University of Minnesota students threw kicks, punches and blocks to practice self-defense Saturday afternoon.
Around 40 students attended the Self Defense Workshop hosted by Student Unions and Activities in Coffman Union. Event coordinators hosted the event after noticing that many students are unsure what to do if their safety is threatened.
The one-and-a-half hour “rundown” of self-defense gave proactive tips to prevent being in a threatening situation. It also taught physical maneuvers to use when situations escalate as well as campus safety resources.
Rebecca Sedivy, a sophomore studying physiology who attended the workshop, said she wanted to learn safety skill since she and friend Megan Doi, who also attended the workshop, often go off campus.
“We really wanted to go … because we thought it would be a cool opportunity to learn some effective [and] good skills,” Doi, a marketing sophomore, said.
After the workshop, Doi said she realized she’s often focused on her phone when she is out and about.
“I think I need to be more mindful of my surroundings. I definitely walk around … with my head down sometimes looking at my phone,” she said.
Sedivy said she hopefully won’t have to use the physical maneuvers, but she’s glad she had the opportunity to get a better understanding of safety strategies and available campus resources like 624-WALK.
Event partner University of Minnesota Police Department led an informational presentation and safety skills training at the workshop. UMPD officer Lara Bauer taught physical maneuvers like blocks, strikes and the use of pepper spray or other everyday items — like keys and laptops — for self-defense.
“What we … wanted [students] to get out of this was to have some extra tools to use if they’re caught in a situation where they might have to defend themselves,” she said.
Students also practiced moves on pads, which Bauer said “empowers people” because “they know what it’s like to actually hit something.”

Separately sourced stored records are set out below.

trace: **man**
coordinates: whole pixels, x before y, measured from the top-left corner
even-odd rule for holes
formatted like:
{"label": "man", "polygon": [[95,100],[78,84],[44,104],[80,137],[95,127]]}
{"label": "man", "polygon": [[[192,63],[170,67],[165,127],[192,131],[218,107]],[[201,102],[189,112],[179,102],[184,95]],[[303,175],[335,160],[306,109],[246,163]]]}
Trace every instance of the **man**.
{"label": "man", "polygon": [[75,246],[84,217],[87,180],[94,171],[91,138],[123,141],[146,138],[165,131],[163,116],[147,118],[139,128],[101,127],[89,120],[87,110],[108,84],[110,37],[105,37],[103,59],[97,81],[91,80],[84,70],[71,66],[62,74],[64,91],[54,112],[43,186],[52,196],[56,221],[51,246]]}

Logan Sweeney, campus events chair for SUA, organized the event because she realized through conversations with friends that they didn’t know how to handle threatening situations. Ideally, she wants the University to offer a self-defense session for all incoming freshmen during Welcome Week, she said.
Although the University offers a class for a cost, Sweeney said all students should have the opportunity to learn safety techniques.
“Self-defense knowledge is something that … students shouldn’t have to pay to get. It’s something that all students should have the opportunity to learn,” Sweeney said.
Sweeney said she understands why many students, like those who aren’t from the Twin Cities area, might feel uncomfortable around the metro — especially international students.
She said SUA’s marketing data shows the “threat of safety” is something international students least look forward to when they come to campus, which was another motivation to put on the event.
“When you’re coming to a foreign place, you’re first thought is, ‘how can I stay safe?’” Sweeney said.